Dump in tomato sauce.
- Let simmer while you throw in the stewed tomatoes.
- Add any other spices to taste, and let simmer for at least an hour, bubbling off the water and turning the runny liquid sauce you get from a can (made even more liquid with the goop from the stewed tomatoes) into a rich, thick, brownish-red sauce.
The recipe is versatile and amenable to tweaking. The default mode makes killer spaghetti sauce. Use about half as much tomato sauce, and add more chili powder or swap the stewed tomatoes for chopped chilies, and you've got taco filling.
For the single geek, take half the sauce and put it in the fridge for use during the next few days. Take the other half and put it in the freezer, for that "it tastes like it took 2 hours to cook" feeling when you only have 10 minutes. There's at least a week's worth of pasta meals, probably two weeks if you stretch it, in the recipe outlined above.

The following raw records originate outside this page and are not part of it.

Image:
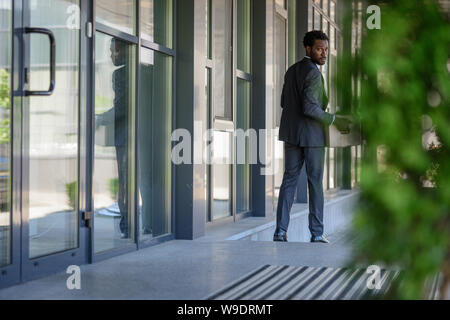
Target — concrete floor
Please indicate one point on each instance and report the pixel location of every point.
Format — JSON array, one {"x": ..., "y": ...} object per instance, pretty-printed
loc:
[{"x": 181, "y": 269}]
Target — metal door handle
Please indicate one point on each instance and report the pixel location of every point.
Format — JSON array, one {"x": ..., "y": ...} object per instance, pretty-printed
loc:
[{"x": 51, "y": 37}]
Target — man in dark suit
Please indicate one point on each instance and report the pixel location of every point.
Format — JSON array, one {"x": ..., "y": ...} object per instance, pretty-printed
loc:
[{"x": 302, "y": 129}]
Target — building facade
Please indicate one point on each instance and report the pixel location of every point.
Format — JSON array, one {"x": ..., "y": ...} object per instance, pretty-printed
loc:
[{"x": 118, "y": 121}]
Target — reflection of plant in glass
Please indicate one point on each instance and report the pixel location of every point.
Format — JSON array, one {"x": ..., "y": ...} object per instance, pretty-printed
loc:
[
  {"x": 404, "y": 70},
  {"x": 5, "y": 104},
  {"x": 71, "y": 192},
  {"x": 114, "y": 188}
]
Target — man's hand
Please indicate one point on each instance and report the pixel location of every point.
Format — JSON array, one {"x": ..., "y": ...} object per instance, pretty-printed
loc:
[{"x": 342, "y": 124}]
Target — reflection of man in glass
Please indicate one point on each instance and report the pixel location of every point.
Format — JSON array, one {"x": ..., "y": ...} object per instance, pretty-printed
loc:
[{"x": 119, "y": 112}]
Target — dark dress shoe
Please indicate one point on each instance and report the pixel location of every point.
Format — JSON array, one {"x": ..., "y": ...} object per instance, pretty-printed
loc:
[
  {"x": 320, "y": 239},
  {"x": 280, "y": 236}
]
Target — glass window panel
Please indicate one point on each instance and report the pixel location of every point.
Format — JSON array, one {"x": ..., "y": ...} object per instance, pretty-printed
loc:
[
  {"x": 332, "y": 38},
  {"x": 353, "y": 166},
  {"x": 317, "y": 20},
  {"x": 5, "y": 131},
  {"x": 360, "y": 151},
  {"x": 281, "y": 3},
  {"x": 280, "y": 64},
  {"x": 155, "y": 129},
  {"x": 208, "y": 153},
  {"x": 208, "y": 27},
  {"x": 222, "y": 59},
  {"x": 325, "y": 179},
  {"x": 242, "y": 148},
  {"x": 332, "y": 11},
  {"x": 157, "y": 21},
  {"x": 113, "y": 162},
  {"x": 243, "y": 34},
  {"x": 51, "y": 132},
  {"x": 292, "y": 33},
  {"x": 279, "y": 166},
  {"x": 118, "y": 14},
  {"x": 331, "y": 168},
  {"x": 325, "y": 26},
  {"x": 222, "y": 152}
]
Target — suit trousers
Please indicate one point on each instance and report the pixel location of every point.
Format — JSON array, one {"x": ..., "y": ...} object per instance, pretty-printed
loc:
[{"x": 295, "y": 157}]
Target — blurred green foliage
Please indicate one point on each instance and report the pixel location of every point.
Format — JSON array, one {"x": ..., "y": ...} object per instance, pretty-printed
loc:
[{"x": 404, "y": 72}]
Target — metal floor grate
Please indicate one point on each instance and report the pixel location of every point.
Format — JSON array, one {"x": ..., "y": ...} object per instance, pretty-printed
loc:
[{"x": 308, "y": 283}]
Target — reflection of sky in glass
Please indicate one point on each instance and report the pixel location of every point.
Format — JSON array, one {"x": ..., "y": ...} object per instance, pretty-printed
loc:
[
  {"x": 5, "y": 5},
  {"x": 147, "y": 23},
  {"x": 119, "y": 14}
]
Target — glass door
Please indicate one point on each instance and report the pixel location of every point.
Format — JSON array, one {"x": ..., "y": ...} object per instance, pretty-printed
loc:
[
  {"x": 9, "y": 266},
  {"x": 50, "y": 137}
]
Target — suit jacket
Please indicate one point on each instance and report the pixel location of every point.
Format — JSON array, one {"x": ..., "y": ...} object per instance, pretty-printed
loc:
[{"x": 304, "y": 101}]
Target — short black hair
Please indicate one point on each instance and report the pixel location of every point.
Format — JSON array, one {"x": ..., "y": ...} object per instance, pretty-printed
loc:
[{"x": 312, "y": 36}]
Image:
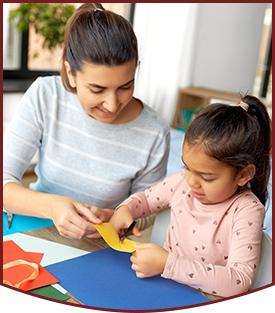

Insight #1: For me, food, like hacking, is about experimenting.
When I need a caffeine fix, a can of Jolt is at the ready. When I need pure sugar, I call for the Cap'n. When I wanna make a week's worth of supper for $10.00 ($2.00 for sauce, $3.00 for beef, $2.00 for veggies and spices, $1.00 for the tomatoes, $2.00 for a pound and a half of pasta), I put in two hours and do the sauce thing.
Insight #2: It's cheaper to eat well than to eat poorly.
Cap'n Crunch: $4.00+ per box. Pure sugar.
Jolt Cola: $1.00 per can, at least where I live. Pure sugar.
Supper for a week-and-a-half: $10.00, or $1.00 per night. Contains fats from beef, protein from beef, carbs from pasta, and whatever nutrients in the veggies survive the cooking process. But dollar-for-dollar, a hell of a lot better eatin' than the first alternatives.
Insight #3: Cooking good food doesn't take that long after all.
2 hours for the pasta sauce sounds like a lot - but amortized over 10 days, it's 12 minutes a day.